PREMIUMS IN THE SYSTEM
“The main issue with the Asia-Pacific region, and particularly Asia, remains the premiums in the system,” he continues.
“Someone has to pay for the catastrophes we have seen this year and if it is expected the insurance and reinsurance industry is an effective way of funding natural catastrophes, then there needs to be a substantial increase of original premiums in the system.
“Thailand is a perfect example, maybe that industry needs to generate significantly higher levels of revenue to fund the now-perceived catastrophe exposure,” he concludes.
Malcolm Steingold CV
Malcolm Steingold has more than 28 years of reinsurance and associated industry experience. His background includes reinsurance underwriting, legal practice and reinsurance broking.
Having practised as a solicitor specialising in insurance and reinsurance law, Steingold was recognised as a leading industry expert in legal liability insurance in Australia. He subsequently developed specific expertise in property catastrophe and alternate methods of risk transfer.
Joining Aon Re in 1993, Steingold built a domestic treaty team specialising in the analysis of insurance portfolios, and the design and placement of reinsurance programmes. He also further developed the company’s catastrophe and financial modelling capability.
He assumed the role of chief executive of Aon Re Australia in March 2000 and, under his leadership, it developed into the market leader in both liability and property classes of businesses with respective market shares of 45% and 60%.
Steingold was appointed chief executive of Aon Re Asia Pacific in April 2005. This role required him to develop a single operating unit from disparate businesses across the Asia-Pacific region.
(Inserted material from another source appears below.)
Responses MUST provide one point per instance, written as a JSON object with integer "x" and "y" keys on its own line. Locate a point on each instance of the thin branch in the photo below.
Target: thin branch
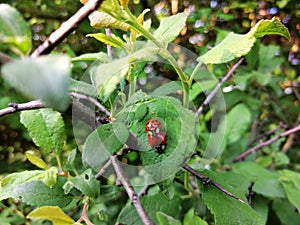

Following the acquisition of Benfield in December 2008, he was appointed chief executive, Aon Benfield Asia-Pacific and chairman of Aon Benfield’s APAC executive.
He represents the Asia-Pacific region on the Aon Benfield international executive. Steingold is also a member of the Aon Asia-Pacific board, which oversees governance of all Aon’s businesses throughout the region.
Malcolm Steingold on.....
Thailand
“The flooding in Thailand is the biggest insured loss in Asian history outside of Japan. Yet Thailand was never considered a peak zone. Some people did not consider it a cat-producing country. Now, the belief is that there is no cat-free country. Forget about cat-free – that was an urban myth.”
Asia Pacific underwriting after the 2011 cat bill
“The original insurers will look a lot more closely at their risks, risk management and accumulations, and reinsurers are going to demand a higher resolution of data.
“There will now be a pause or reconsideration about the diversification benefits of writing business in what were considered non-peak zones.”
Investing in China
“With our strategy in China, we take the position that we have to invest beyond the current needs of the business. Our investment focuses on our potential needs in two to three years’ time, in order that we do not find ourselves in a position where we suddenly have to start investing, and it is too late to take advantage of opportunities.
The main aim for 2012
“To start generating a greater return on the investments in the region Aon Benfield has already made, both in our analytical and broking capabilities.”